Au Bourget, qui ouvre ses portes lundi, l’Onera présente « Dragon », son nouveau concept d’avion de ligne de 150 places, hybride et à « propulsion distribuée », c’est-à-dire une multitude de moteurs électriques placés sous les ailes et alimentés par des turbogénérateurs fonctionnant au kérosène. Le gain en termes de consommation serait de 15 % par rapport à un A320 de nouvelle génération.
Le biocarburant peut « réduire de 50 à 90 % les émissions de gaz à effet de serre » des avions par rapport au kérosène actuel, selon l’institut IFP Énergies nouvelles (IFPEN). Il a été testé avec succès. Mais, pour l’heure, son bilan carbone total est discutable, sa production entre en conflit avec les cultures alimentaires et son prix est très élevé.
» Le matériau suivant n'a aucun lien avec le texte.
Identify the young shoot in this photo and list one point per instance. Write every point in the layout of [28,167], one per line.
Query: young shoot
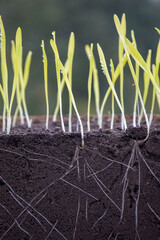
[19,52]
[146,83]
[59,82]
[4,73]
[130,49]
[106,73]
[45,67]
[62,68]
[71,47]
[113,80]
[120,52]
[95,82]
[116,75]
[90,86]
[19,106]
[61,88]
[136,103]
[25,79]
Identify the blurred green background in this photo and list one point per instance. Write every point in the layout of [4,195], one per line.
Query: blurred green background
[92,22]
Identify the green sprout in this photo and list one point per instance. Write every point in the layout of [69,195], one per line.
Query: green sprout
[106,73]
[89,52]
[131,49]
[127,51]
[45,66]
[59,83]
[61,68]
[90,85]
[71,47]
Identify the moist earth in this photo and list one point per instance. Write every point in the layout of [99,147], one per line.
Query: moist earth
[52,188]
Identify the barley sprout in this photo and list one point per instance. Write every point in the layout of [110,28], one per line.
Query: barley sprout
[20,73]
[59,63]
[45,66]
[116,75]
[136,93]
[121,50]
[129,48]
[4,72]
[90,86]
[71,47]
[106,73]
[95,82]
[19,106]
[62,87]
[59,83]
[146,83]
[113,80]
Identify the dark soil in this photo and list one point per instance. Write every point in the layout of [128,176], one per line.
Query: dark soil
[51,188]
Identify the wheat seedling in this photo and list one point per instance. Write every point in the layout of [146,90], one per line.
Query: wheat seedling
[45,66]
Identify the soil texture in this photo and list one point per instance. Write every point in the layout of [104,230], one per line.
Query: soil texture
[52,189]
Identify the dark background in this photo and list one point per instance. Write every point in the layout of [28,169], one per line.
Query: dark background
[91,21]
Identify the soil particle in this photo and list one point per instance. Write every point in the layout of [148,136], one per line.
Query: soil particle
[51,188]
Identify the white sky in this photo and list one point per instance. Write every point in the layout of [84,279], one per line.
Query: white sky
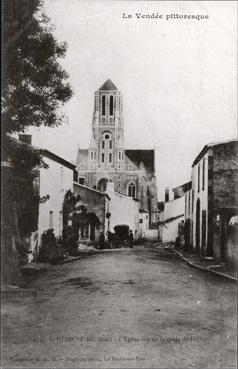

De nouvelles solutions à base d’algues, de résidus forestiers ou de déchets sont à l’étude ou en projet.
Autre piste pour réduire la consommation de carburant : l’allègement de la structure de l’avion. La fibre de carbone est déjà largement utilisée pour certaines parties du fuselage, mais ce matériau n’est pas très écologique.
Des recherches sont en cours pour exploiter les capacités de capteur de CO2 des algues et les utiliser comme fibre. La résistance des toiles d’araignées et leur incroyable flexibilité sont également examinées par les chercheurs qui pourraient s’en inspirer.
Enfin, des formes futuristes sont dans les tiroirs, comme l’aile delta ou en forme de V pour améliorer l’aérodynamique et s’adapter à de nouveaux modes de propulsion.
Pour M. Bouchard, le fait que l’aviation soit actuellement pointée du doigt peut finalement être une « opportunité pour l’industrie ». « La flotte commerciale mondiale représente seulement 28 000 avions », c’est-à-dire, selon lui, « la bonne taille pour réagir ».